Obviously, what is happening today on the political scene of the United Kingdom surpasses by far the dossier of a simple domestic political crisis, albeit solved through the replacement of the Government (either with a Conservative or Labour one). We are talking about, not more and not less, than about the future of the UK connected through visible or invisible links with the destiny of the European Union and, from a systemic standpoint, with the international order, liberal or not, that is being established during this historical stage through the effort, sometimes not understood, at other times extremely harshly criticised, constantly applied by U.S. President D. Trump.

It is not at all an exercise of futile imagination to try to decipher the now ongoing crisis through the magnifying glass of President Trump’s presence in Europe, to take part in the NATO Summit, but whose European tour will also include two others stops in England and Scotland. Are the resigning ministers, Boris Johnson in particular, expecting support from the American partner, known as a partisan of Brexit, in order to resume, after the current crisis, the “hard Brexit” line? Or did Theresa May attempt – by adopting last Friday’s agreement – to keep the UK alongside the EU in the future so as to maintain for her country a seat in the management of the new international order in the ensemble of the European organisation, since acting alone or as part of an “Anglosphere” is now considered counterproductive or lacking realism in the face of the American President’s transformative impetus?
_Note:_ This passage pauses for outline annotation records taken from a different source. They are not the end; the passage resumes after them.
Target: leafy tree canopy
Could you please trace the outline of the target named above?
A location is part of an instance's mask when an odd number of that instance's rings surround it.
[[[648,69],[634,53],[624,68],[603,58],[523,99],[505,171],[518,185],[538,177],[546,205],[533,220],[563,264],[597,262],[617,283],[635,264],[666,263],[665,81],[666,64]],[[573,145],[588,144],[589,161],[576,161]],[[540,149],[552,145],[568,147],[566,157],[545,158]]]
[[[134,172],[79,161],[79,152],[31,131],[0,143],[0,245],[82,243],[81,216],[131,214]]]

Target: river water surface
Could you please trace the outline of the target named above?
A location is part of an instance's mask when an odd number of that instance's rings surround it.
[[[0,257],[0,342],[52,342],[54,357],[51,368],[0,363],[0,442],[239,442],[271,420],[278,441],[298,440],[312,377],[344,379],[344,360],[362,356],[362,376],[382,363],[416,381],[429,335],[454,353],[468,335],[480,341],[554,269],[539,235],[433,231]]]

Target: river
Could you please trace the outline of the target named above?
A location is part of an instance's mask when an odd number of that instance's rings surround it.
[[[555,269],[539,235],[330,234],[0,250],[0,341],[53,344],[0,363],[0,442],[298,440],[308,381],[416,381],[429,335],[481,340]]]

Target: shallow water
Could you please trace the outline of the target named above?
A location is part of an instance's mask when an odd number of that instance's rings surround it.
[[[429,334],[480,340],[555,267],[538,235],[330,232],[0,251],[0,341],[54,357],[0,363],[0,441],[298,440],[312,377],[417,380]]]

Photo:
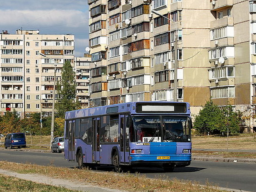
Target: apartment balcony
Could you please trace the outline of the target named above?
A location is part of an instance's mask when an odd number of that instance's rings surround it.
[[[89,8],[91,9],[101,4],[106,5],[107,0],[88,0],[88,5]]]
[[[172,3],[171,5],[171,12],[176,10],[181,10],[182,9],[182,1],[177,1]]]
[[[225,37],[211,41],[211,47],[214,48],[223,45],[234,45],[234,37]]]
[[[213,21],[211,22],[210,27],[211,29],[213,29],[222,26],[227,26],[228,25],[234,25],[233,17],[226,17],[222,19],[218,19],[215,21]]]
[[[212,0],[212,8],[211,10],[216,11],[228,9],[233,6],[233,0]]]

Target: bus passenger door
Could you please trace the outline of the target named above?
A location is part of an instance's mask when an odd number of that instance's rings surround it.
[[[69,122],[68,159],[70,161],[75,161],[75,120]]]
[[[127,164],[129,162],[129,132],[128,128],[128,130],[127,130],[126,125],[127,119],[127,116],[124,115],[120,115],[120,162],[123,164]],[[128,143],[127,139],[128,140]]]
[[[100,161],[100,118],[99,117],[92,119],[92,128],[93,131],[92,142],[92,161]]]

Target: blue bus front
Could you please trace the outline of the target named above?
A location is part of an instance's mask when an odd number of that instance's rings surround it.
[[[188,116],[134,115],[130,127],[133,166],[170,169],[190,164],[191,120]]]

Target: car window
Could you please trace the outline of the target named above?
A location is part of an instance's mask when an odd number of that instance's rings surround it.
[[[16,133],[13,134],[12,137],[13,139],[21,139],[24,138],[25,136],[23,133]]]

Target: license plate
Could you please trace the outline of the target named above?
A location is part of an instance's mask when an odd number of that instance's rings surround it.
[[[158,156],[157,159],[170,159],[169,156]]]

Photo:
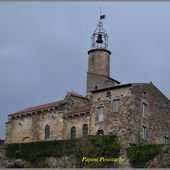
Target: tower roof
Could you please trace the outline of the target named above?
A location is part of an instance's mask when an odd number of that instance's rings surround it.
[[[105,15],[100,15],[100,20],[91,37],[91,49],[108,49],[108,34],[103,27]]]

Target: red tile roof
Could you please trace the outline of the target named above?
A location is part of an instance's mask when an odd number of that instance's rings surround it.
[[[68,92],[68,94],[70,94],[70,96],[73,96],[73,97],[79,97],[79,98],[83,98],[83,99],[88,99],[87,97],[84,97],[78,93],[75,93],[75,92]]]
[[[80,106],[80,107],[76,108],[75,110],[69,112],[68,115],[71,115],[74,113],[87,112],[87,111],[90,111],[91,108],[92,108],[92,104],[86,104],[86,105]]]
[[[38,105],[38,106],[32,106],[32,107],[23,109],[23,110],[21,110],[21,111],[12,113],[12,114],[10,114],[10,115],[16,115],[16,114],[25,113],[25,112],[33,112],[33,111],[38,111],[38,110],[45,109],[45,108],[57,107],[57,106],[59,106],[59,104],[60,104],[62,101],[63,101],[63,100],[59,100],[59,101],[52,102],[52,103],[42,104],[42,105]]]

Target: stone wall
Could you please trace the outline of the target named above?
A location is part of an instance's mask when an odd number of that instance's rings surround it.
[[[170,168],[170,145],[165,145],[160,154],[147,163],[148,168]]]
[[[134,134],[141,139],[141,126],[147,128],[147,143],[164,143],[164,135],[170,136],[169,100],[152,84],[133,84],[132,88]],[[147,104],[147,113],[142,115],[142,103]],[[169,105],[169,106],[168,106]],[[139,135],[140,134],[140,135]]]
[[[91,134],[95,135],[97,130],[103,130],[104,134],[114,133],[118,136],[118,141],[126,145],[131,143],[133,138],[133,124],[128,121],[129,110],[131,108],[131,92],[129,87],[110,89],[110,96],[107,91],[93,94],[94,107],[91,111]],[[120,100],[120,110],[113,111],[113,101]],[[104,121],[98,121],[98,108],[104,107]]]

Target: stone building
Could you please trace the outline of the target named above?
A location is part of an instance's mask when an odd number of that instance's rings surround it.
[[[88,51],[87,95],[8,115],[6,143],[80,138],[114,133],[123,145],[168,143],[170,101],[150,83],[121,84],[110,77],[108,35],[100,17]]]

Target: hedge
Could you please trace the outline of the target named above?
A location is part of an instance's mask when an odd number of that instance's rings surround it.
[[[146,163],[159,154],[163,146],[163,144],[148,144],[129,147],[127,155],[132,167],[146,168]]]
[[[35,160],[43,157],[61,157],[74,154],[77,158],[78,167],[83,156],[86,157],[118,157],[120,144],[114,135],[107,136],[87,136],[85,138],[39,141],[30,143],[8,144],[6,156],[12,158],[22,158]]]

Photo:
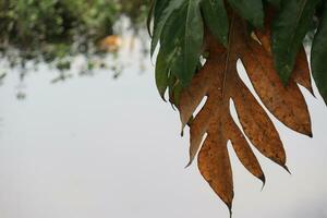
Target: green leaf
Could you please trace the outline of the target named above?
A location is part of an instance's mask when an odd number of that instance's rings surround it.
[[[223,0],[203,0],[201,8],[210,33],[227,46],[229,23]]]
[[[287,85],[295,58],[319,0],[287,0],[272,23],[272,52],[277,72]]]
[[[157,0],[154,8],[154,33],[150,47],[150,56],[154,55],[159,43],[164,26],[174,10],[179,9],[183,0]]]
[[[175,49],[169,51],[165,48],[160,49],[156,61],[156,85],[164,100],[167,86],[169,85],[170,65],[173,62]]]
[[[264,7],[262,0],[228,0],[230,5],[255,27],[264,26]]]
[[[161,47],[177,49],[171,72],[182,86],[186,86],[195,73],[203,45],[199,0],[184,0],[183,5],[168,20],[164,32]]]
[[[319,27],[313,40],[311,68],[315,83],[327,105],[327,2],[319,21]]]

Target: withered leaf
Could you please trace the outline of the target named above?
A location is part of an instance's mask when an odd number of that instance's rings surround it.
[[[266,108],[287,126],[306,135],[311,135],[311,120],[296,83],[312,90],[304,50],[298,56],[292,80],[286,87],[274,68],[269,32],[256,33],[258,40],[253,40],[243,21],[233,16],[227,49],[207,34],[205,40],[209,57],[191,84],[181,92],[178,105],[183,126],[194,116],[189,123],[190,164],[199,150],[201,173],[230,210],[233,180],[228,141],[242,165],[263,182],[264,172],[246,137],[264,156],[287,169],[279,134],[265,109],[240,78],[238,60],[244,64]],[[205,97],[205,105],[194,114]],[[242,130],[231,117],[230,99],[234,102]]]

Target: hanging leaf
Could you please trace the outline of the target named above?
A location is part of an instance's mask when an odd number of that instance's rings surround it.
[[[298,51],[318,2],[319,0],[282,1],[280,13],[272,23],[275,66],[284,85],[291,76]]]
[[[210,33],[223,46],[227,46],[229,21],[223,0],[203,0],[201,7]]]
[[[195,73],[203,45],[203,32],[199,0],[185,0],[170,16],[162,31],[160,49],[175,50],[170,70],[182,86],[186,86]]]
[[[164,26],[172,12],[181,7],[183,0],[156,0],[154,4],[154,33],[150,48],[150,56],[159,43]]]
[[[264,156],[287,169],[284,149],[274,123],[238,74],[239,59],[268,110],[291,129],[311,135],[307,107],[294,82],[300,81],[311,88],[310,81],[306,81],[310,80],[306,76],[307,62],[306,65],[303,64],[305,61],[299,56],[301,60],[296,61],[298,70],[293,72],[289,86],[284,87],[274,68],[267,33],[269,31],[261,32],[256,36],[257,40],[253,40],[247,35],[242,20],[235,17],[231,23],[228,49],[208,36],[206,43],[209,57],[180,96],[182,125],[185,126],[194,116],[192,123],[189,123],[190,164],[199,150],[201,173],[230,210],[233,181],[227,149],[228,141],[231,141],[243,166],[263,182],[264,172],[245,136]],[[205,96],[207,100],[204,107],[194,114]],[[230,99],[234,102],[244,134],[230,114]],[[205,134],[207,136],[202,145]]]
[[[325,1],[324,12],[318,31],[315,35],[311,52],[311,64],[313,77],[327,105],[327,3]]]
[[[228,0],[242,17],[255,27],[264,26],[264,8],[262,0]]]

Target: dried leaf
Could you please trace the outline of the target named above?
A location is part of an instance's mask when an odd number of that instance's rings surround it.
[[[288,170],[282,142],[274,123],[238,74],[239,59],[267,109],[289,128],[311,135],[307,107],[295,83],[311,89],[305,52],[299,55],[293,80],[286,87],[274,68],[270,36],[267,36],[269,32],[257,34],[256,41],[247,35],[246,25],[241,19],[233,17],[230,26],[228,49],[207,35],[209,57],[191,84],[182,90],[179,101],[183,128],[194,116],[192,123],[189,123],[190,164],[206,135],[198,154],[198,168],[229,209],[232,207],[233,181],[228,141],[231,141],[243,166],[263,182],[264,172],[246,137],[264,156]],[[204,107],[194,114],[206,96]],[[230,99],[234,102],[244,133],[230,114]]]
Julien Lindley-French, an exceptional British analyst of the United Kingdom’s recent evolution, explains strategically the answer to the questions above. As known, he voted “Remain,” even though he is not a fan of the European Union. But, in today’s world, he considers that today the United Kingdom has only one road, and here he gets close to the “May line,” even though he condemns the British elite for not being capable of more: “It was and is my firm belief that Britain should stay and fight for a Europe of Nations a la de Gaulle, that dangerous geopolitics demands Britain fully commit to the peoples of Central and Eastern Europe to confirm the freedoms they won so painfully during the Cold War, including freedom of movement.  That Europe is simply too close and too important for Britain to lack either a voice or influence over it.  Above all, at the time of the referendum, I wondered if the British elite was up to the task of Brexit. The answer is clearly not. Rather, the Brexit now on offer is a hokey-cokey Brexit leaving Britain neither in nor out of the EU – vassal plus, plus.”

P.S. The latest news reports show that Theresa May will survive this crisis and, with her, her own political line.